師は超えた!

 わずか10日ぶりで仙台フィルの演奏会に行った。指揮者・山田和樹がミュージックパートナーとしての任期を終える最後の演奏会だ、というのと、多分時間の取れる日だろうと思って、行くことにしていた。
 国内でも海外でも「山田和樹山田和樹」。今や「100年に1人」のバッティストーニどころか、ニューイヤーコンサートに登場したドゥダメルを脅かすくらいの超売れっ子である。私は概して、みんながいいと言うものをあまりいいと思わない。天の邪鬼である。その私としたことが、初回(→こちら)こそ物足りなく思ったものの、2回目(→こちら)にはすっかり感心し、3回目(→こちら)には圧倒され、これは本物ではあるまいか?と思うようになっている。

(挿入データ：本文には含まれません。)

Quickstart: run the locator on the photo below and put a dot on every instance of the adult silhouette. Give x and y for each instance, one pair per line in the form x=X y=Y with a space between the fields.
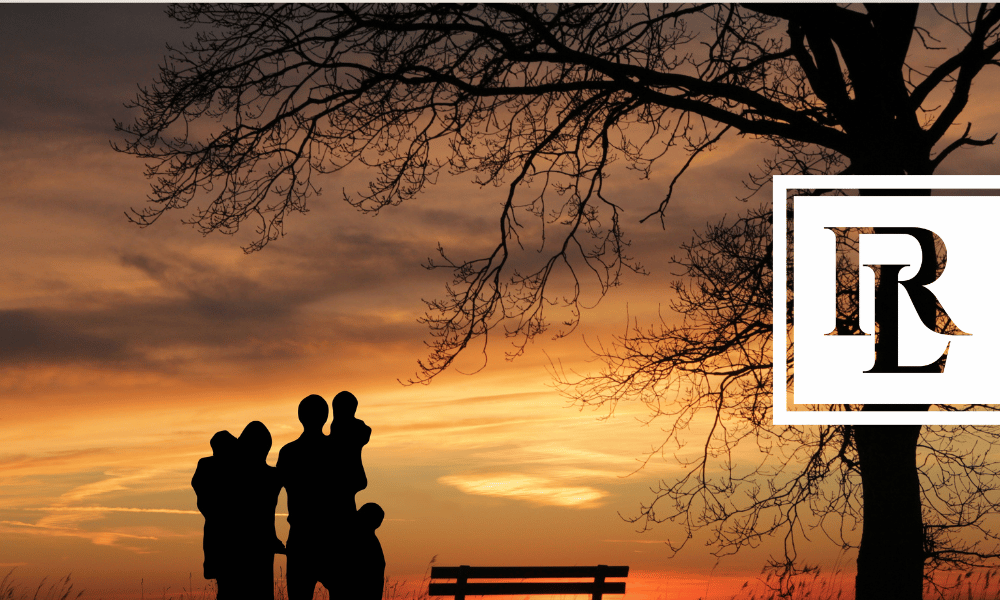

 まだ「超」が付かない「売れっ子」だった時期に、「ミュージックパートナー」というそれまで存在しなかった地位を作って、3年契約を結んだ仙台フィルは偉い。が、その契約が満了となれば、もうなかなか仙台になんか来ないだろうなぁ、来年度の定期演奏会のメンバーにも入っていないし・・・そんな思いで会場に足を運んだ。そうしたところ、入り口でもらったプログラムには、山田和樹指揮による10月の演奏会のチラシが挟んである。あれれ、なんだこりゃ!?
 今日の曲目は、チャイコフスキーのピアノ協奏曲第1番と交響曲第5番。
 チャイコフスキーのピアノ協奏曲は、以前は演奏会のプログラムで本当によく目にしたが、最近はほとんど見ない。なぜだろう?私がこの曲に引かれてチケットを買わないから、というだけかな?
 音楽を演奏することが肉体労働だということを、これほど実感させてくれる曲は他にない。正にピアニストがピアノという複雑巨大な楽器とオーケストラと格闘しているという感じだ。今日のピアノ独奏は、肉体労働とは縁もゆかりもなさそうな大和撫子萩原麻未。これは山田の指名らしい。山田はプレトークで、「予定調和でない演奏が出来ると思う」と言っていたが、本当にその通り。ピアノとオーケストラが対決し、自分こそが主役だと自己主張しながら盛り上がっていく感じ。大和撫子によくこんな力業ができるものだ、という驚きのような当惑のような気持ちも大きかった。
 アンコールは、バッハの無伴奏ヴァイオリンのためのパルティータ第3番のガボットラフマニノフ編曲)。脂ぎった料理の後に、とてもすっきりとシンプルなデザートが出た感じで好印象。全曲聴いてみたいな。
 交響曲は名演であった。山田和樹という人は、曲だけではなく、オーケストラを本当によく掌握していて、精一杯自分の意思を伝えようとしているのがよく分かる。オーケストラの方でも、山田と一緒に演奏するのが楽しく、夢中になって音を出している感じがする。指揮者が細部に至るまでしっかりとコントロールしながら、オーケストラは命令に服従しているのではなく、自発的に従っているように見えるという点で、バーンスタインの演奏に通じるものがある。見事に統率されたオーケストラが、全身全霊で奏でている音楽の力は強烈だ。
 プレトークによれば、山田は東京でこの曲を演奏しないことにしているそうである。なにしろ、山田の師・小林研一郎にとってこの曲は十八番中の十八番。師がいる場所でこの曲を演奏する気にはとてもならない、ということらしい。確かに、小林研一郎という人は、レパートリーを広げていくよりも、気に入った同じ曲を繰り返し演奏し続けた人である。中でも、この曲を好んだというのは有名な話だ。私も仙台で、小林がブダペストフィルハーモニー管弦楽団を振ってこの曲を演奏するのを聴き、感動したことがある(1983年1月20日)。だが、山田指揮の5番が、小林のそれと比べて劣っているとはもはや思わない。むしろ、小林の十八番を色あせさせてしまうほどのものだ。山田は謙遜によって「演奏しない」と言っているのだろうが、実際には、師の顔をつぶさないための配慮になっている。いや、これは「出藍の誉れ」であって、師としても喜ばしいことだと思うけど・・・。
 アンコールにはアサラシヴィリという人の「無言歌」が演奏された。私は、会場を出る時に掲示でその曲名を知ったのだが、聴いている時には、あまり質の高くない歌謡曲の編曲かと思っていた。あの5番の後に、これは蛇足だった。